A decades-old policy that has sparked numerous controversies may soon come to an end, as the Boy Scouts of America, or BSA, on Monday announced it is close to ending its ban on gay scouts or leaders.
The new policy being considered would remove the ban from the national organization’s rules. However, local chapters will retain the freedom to consider whether to allow gay scouts within their members.
“Currently, the BSA is discussing potentially removing the national membership restriction regarding sexual orientation,” wrote Deron Smith, BSA's director of public relations. “This would mean there would no longer be any national policy regarding sexual orientation, but that the chartered organizations that oversee and deliver Scouting would accept membership and select leaders consistent with their organization’s mission, principles or religious beliefs. BSA members and parents would be able to choose a local unit which best meets the needs of their families.”

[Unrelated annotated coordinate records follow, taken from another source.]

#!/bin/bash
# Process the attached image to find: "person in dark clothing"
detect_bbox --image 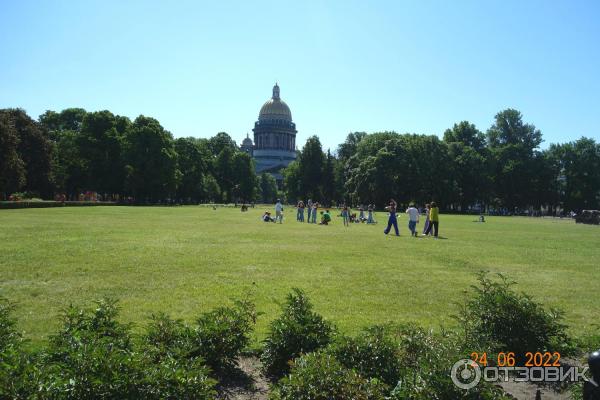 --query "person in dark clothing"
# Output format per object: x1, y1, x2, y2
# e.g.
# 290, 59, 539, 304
383, 199, 400, 236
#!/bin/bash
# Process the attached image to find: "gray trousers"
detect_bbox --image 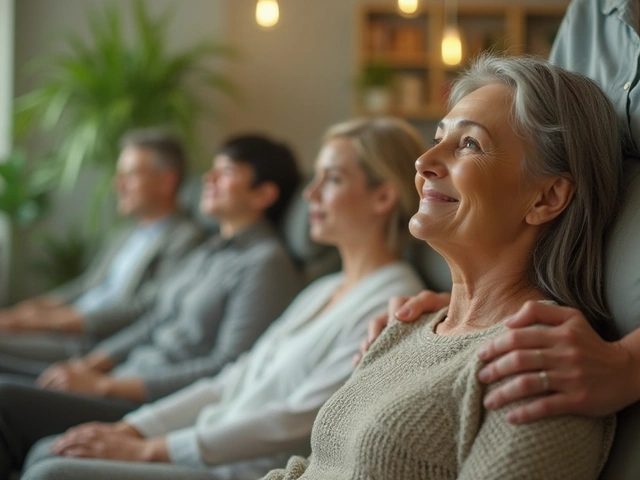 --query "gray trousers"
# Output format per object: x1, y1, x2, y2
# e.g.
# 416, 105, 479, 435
0, 332, 92, 376
0, 376, 139, 480
21, 435, 289, 480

This a big step for the organization that last July, stood firm on its ban on homosexuals, reaffirming that it was “absolutely the best policy” for the BSA, more than 100 years after being formulated.
A month prior, the youth development organization faced heavy scrutiny for dismissing den mother Jennifer Tyrell from her 7-year-old son’s Tiger Cub pack in April because of her sexual orientation. A petition was uploaded to change.org demanding that Tyrell be reinstated.